Some pictures come from world mythologies or medical textbooks. Others originate within the male-dominated on-line communities which have thrived in Korea because the 2000s, the place misogynistic memes and newly-coined slurs unfold at dizzying pace.
“I started encountering these phrases always after I entered faculty,” she stated. “Web memes expose hatred in its rawest type, which is why I began searching for them out. I feel that form of language and imagery has deeply formed how the present era sees girls.”
Amongst them are pejoratives like “kimchi girl” and “doenjang girl,” labels that circulated broadly till the 2010s to mock girls deemed useless or materialistic.

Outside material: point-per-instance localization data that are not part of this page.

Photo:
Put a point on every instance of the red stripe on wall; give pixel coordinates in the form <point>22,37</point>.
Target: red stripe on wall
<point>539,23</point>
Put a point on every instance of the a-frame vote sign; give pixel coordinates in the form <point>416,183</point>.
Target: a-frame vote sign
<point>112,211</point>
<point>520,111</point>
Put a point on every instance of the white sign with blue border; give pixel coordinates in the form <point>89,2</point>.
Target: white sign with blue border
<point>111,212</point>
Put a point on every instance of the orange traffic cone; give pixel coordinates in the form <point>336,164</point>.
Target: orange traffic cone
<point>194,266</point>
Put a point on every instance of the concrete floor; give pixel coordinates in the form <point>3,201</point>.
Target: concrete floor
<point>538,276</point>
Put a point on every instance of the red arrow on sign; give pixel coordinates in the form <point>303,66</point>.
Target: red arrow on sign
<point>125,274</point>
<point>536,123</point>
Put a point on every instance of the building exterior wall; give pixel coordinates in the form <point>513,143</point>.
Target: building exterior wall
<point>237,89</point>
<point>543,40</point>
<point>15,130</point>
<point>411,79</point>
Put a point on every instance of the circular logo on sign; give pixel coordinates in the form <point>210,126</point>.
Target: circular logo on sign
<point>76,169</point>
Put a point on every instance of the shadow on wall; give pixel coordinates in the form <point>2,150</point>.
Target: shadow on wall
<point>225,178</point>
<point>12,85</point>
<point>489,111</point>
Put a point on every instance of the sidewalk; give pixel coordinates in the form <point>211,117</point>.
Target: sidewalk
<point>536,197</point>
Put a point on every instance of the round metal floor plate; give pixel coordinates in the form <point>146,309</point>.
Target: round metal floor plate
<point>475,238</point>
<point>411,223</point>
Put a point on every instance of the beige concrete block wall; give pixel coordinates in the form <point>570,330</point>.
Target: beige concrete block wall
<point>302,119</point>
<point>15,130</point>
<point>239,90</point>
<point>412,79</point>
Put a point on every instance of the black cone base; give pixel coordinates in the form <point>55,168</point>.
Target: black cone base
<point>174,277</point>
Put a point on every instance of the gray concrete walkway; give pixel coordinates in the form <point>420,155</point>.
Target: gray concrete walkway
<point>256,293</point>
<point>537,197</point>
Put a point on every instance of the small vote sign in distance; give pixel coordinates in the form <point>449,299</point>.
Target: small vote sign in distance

A listing of supposedly undesirable traits in feminine companions have been compressed into an acronym, “moon-dam-pi-seong-dong-nak,” shorthand for tattoos, smoking, piercings, beauty surgical procedure, dwelling with a accomplice outdoors marriage and abortion.
Set up view of “Gore Deco” at Kukje Gallery / Courtesy of Kukje Gallery
By reclaiming these pictures and phrases, Jang redirects misogyny by way of wry humor. The gesture is much less about neutralizing its violence than exposing its absurdity, holding up a mirror to the distorted fantasies which have been accepted as norms.
“In a manner, I feel my work is humorous,” the artist stated. “Laughter turns into a manner of confronting these oppressive constructions head-on. However solely a small group appears to choose up on that humor and giggle alongside, principally girls of their 20s and 30s.”
Jang finally hopes this mind-set will attain extra viewers. “In the event that they acknowledge it, it forces them to face the hateful gaze and understand that it may well all the time flip again on them. As an artist, I would like that realization to register not simply within the thoughts, however within the physique.”
“Gore Deco” runs by way of Feb. 15 at Kukje Gallery.